Der Bezirksausschuss ist der Auffassung, dass zwar ein Ausbau der vorhandenen Bahntrasse notwendig ist, aber auf gar keinen Fall ein Neubau durchs Weserbergland. Der ehemalige Lokführer Heinz Prasuhn (Wählergemeinschaft Porta), schüttelte in der Sitzung den Kopf: „Die Neubaupläne der Bahn sind Unsinn. Dieses Projekt umzusetzen, wäre ein Milliardengrab.“

Skepsis schlug den Bahnplanern bereits in der Februar-Sitzung des Portaner Bauausschusses entgegen (MT vom 26. Februar). Damals hatte Klaus Becker (Bündnis 90/Die Grünen) Bahn-Chefplaner Carsten-Alexander Müller ein Papier mit auf den Weg gegeben.
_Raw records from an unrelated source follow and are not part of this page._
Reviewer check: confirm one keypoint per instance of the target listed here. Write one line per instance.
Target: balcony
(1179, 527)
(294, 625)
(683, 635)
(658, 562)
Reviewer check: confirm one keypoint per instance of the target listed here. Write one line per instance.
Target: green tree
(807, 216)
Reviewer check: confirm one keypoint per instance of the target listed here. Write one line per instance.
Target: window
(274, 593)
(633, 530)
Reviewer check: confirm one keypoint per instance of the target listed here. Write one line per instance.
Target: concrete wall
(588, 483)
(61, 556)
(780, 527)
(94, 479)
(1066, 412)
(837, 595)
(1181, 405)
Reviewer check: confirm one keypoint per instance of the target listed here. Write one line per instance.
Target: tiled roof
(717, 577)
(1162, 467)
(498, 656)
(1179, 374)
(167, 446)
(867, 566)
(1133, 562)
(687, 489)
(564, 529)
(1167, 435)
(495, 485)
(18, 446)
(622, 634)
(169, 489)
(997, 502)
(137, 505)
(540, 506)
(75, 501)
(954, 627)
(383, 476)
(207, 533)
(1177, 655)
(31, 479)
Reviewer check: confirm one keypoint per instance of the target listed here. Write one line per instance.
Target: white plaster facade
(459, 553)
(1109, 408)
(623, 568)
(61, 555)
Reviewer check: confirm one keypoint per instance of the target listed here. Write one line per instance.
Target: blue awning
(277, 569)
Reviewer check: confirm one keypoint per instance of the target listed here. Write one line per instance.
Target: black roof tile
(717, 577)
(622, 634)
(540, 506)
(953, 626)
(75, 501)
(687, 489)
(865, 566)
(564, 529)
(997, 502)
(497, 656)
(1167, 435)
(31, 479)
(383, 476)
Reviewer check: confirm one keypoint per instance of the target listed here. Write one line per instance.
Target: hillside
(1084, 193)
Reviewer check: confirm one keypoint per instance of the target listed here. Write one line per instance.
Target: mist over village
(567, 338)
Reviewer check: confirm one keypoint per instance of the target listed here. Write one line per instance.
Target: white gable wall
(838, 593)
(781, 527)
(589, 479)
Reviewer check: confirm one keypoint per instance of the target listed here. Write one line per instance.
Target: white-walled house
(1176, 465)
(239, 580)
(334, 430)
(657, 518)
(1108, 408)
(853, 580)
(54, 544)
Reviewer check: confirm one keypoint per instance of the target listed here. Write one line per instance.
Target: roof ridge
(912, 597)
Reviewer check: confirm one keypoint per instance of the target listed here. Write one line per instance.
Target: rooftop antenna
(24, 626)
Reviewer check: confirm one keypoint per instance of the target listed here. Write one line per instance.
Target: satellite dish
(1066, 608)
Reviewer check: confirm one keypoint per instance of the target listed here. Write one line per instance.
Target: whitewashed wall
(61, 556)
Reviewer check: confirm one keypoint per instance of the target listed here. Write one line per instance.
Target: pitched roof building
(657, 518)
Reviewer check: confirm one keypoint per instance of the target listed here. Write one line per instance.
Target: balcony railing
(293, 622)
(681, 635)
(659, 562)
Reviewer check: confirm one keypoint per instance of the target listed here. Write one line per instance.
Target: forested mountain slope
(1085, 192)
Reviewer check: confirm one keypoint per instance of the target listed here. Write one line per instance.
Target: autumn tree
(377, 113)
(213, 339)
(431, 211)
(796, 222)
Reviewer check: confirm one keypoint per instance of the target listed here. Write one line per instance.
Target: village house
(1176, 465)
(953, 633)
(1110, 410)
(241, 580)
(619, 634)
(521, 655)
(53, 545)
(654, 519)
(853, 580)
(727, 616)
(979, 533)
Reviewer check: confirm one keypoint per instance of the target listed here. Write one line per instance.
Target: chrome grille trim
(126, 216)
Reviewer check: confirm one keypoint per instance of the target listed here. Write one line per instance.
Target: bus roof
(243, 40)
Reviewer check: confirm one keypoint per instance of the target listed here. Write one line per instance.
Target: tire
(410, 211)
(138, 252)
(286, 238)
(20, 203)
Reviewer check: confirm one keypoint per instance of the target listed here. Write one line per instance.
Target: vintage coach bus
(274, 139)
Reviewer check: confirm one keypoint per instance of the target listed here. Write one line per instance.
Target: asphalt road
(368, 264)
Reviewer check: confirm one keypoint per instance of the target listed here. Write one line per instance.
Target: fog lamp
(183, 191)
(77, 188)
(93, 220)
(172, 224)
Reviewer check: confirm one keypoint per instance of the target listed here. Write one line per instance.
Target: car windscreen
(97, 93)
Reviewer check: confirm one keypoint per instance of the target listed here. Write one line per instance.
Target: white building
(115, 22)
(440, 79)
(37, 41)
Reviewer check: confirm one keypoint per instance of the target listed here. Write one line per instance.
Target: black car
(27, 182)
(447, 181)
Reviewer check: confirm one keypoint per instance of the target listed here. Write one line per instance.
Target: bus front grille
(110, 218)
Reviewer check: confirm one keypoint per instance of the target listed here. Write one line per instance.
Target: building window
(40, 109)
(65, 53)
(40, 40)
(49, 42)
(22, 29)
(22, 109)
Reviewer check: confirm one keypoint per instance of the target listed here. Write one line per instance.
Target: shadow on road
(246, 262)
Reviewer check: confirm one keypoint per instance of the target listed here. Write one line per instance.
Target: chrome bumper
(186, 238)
Verfasser ist Stephan Schröder vom Ingenieurbüro Bahnzentrum (Bielefeld), der sich ausführlich mit den Eisenbahnstrecken zwischen Hamm und Hannover sowie trassennahen Lösungen beschäftigt hat.
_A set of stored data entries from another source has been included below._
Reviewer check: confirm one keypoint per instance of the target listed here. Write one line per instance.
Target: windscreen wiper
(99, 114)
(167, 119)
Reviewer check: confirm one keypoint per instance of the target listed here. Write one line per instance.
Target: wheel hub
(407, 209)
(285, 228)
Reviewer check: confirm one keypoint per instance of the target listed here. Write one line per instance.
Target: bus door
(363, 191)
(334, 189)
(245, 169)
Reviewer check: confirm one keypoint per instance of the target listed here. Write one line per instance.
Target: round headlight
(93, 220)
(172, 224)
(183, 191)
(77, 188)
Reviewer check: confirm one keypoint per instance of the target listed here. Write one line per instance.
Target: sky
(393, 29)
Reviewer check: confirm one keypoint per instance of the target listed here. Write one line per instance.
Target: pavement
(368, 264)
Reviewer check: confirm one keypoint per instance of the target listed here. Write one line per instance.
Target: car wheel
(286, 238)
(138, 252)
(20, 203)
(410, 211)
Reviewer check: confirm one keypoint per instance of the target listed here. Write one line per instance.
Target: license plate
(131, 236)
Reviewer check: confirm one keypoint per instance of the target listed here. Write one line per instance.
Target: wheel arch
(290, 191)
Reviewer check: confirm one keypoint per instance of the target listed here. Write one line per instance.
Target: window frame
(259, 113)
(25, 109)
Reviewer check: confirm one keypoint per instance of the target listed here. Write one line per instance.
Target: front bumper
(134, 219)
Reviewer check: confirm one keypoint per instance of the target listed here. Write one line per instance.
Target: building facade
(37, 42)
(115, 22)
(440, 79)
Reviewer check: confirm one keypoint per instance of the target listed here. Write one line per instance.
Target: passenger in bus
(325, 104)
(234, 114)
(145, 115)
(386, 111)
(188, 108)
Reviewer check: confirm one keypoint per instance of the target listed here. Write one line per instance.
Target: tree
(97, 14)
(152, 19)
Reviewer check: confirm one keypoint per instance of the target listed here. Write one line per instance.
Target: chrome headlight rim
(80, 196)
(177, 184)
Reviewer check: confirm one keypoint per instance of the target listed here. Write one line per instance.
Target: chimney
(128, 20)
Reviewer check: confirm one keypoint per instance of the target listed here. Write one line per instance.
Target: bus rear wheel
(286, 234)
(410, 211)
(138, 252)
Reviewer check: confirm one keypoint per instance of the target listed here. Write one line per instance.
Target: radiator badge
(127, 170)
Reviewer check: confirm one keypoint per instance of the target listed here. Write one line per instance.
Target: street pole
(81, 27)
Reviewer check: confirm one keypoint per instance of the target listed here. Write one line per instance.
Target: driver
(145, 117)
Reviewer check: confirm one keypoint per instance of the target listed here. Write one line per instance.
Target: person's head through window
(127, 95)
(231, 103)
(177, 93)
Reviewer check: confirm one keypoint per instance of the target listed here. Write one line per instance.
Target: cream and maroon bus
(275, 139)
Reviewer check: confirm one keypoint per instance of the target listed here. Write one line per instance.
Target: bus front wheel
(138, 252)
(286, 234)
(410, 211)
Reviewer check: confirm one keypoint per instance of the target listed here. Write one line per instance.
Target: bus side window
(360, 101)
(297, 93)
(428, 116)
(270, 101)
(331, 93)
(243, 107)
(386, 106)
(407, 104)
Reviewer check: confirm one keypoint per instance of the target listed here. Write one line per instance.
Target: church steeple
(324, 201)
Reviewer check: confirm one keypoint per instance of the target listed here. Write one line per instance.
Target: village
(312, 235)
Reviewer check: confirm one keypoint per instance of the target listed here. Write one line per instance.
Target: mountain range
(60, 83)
Wie Pressesprecher Peter Mantik gestern auf MT-Anfrage mitteilte, werde sich die Bahn Anfang 2022 intensiver mit Schröders Konzept auseinandersetzen. Zuvor müsse die Bahn selber Daten erheben, das geschehe zunächst am Computer, von Herbst an seien die Gutachter im Gelände unterwegs. Die Ergebnisse würden auch mit dem Schröder-Dokument, das sich in Teilen mit Professor Hesses Ideen deckten, abgeglichen, so Mantik. Stephan Schröder betrachte in seiner Untersuchung allerdings auch Streckenabschnitte, die nicht zum Planungsauftrag der Bahn zählten.

Nach Auskunft des Pressesprechers vergehen noch mindestens zwei Jahre, bevor die Planer einige Trassenvarianten zur Diskussion stellen könnten. Erst dann erfolge der Einstieg in das eigentliche Planverfahren, an dessen Ende die Politik eine Entscheidung treffe. Zur Illustration wählte Mantik einen Vergleich aus dem Sport: Es sei gerade erst der Anstoß erfolgt und man befinde sich noch in der ersten Spielminute.

Fest stehen aber die nächsten Termine für weitere Videokonferenzen. Eine zweite (nicht-öffentliche) Plenumssitzung ist für den 19. Mai vorgesehen, der zweite Vertiefungsworkshop folgt am 16. Juni, bevor dann vom 21. Juni bis 4. Juli öffentliche „Info-Märkte“ vorgesehen sind.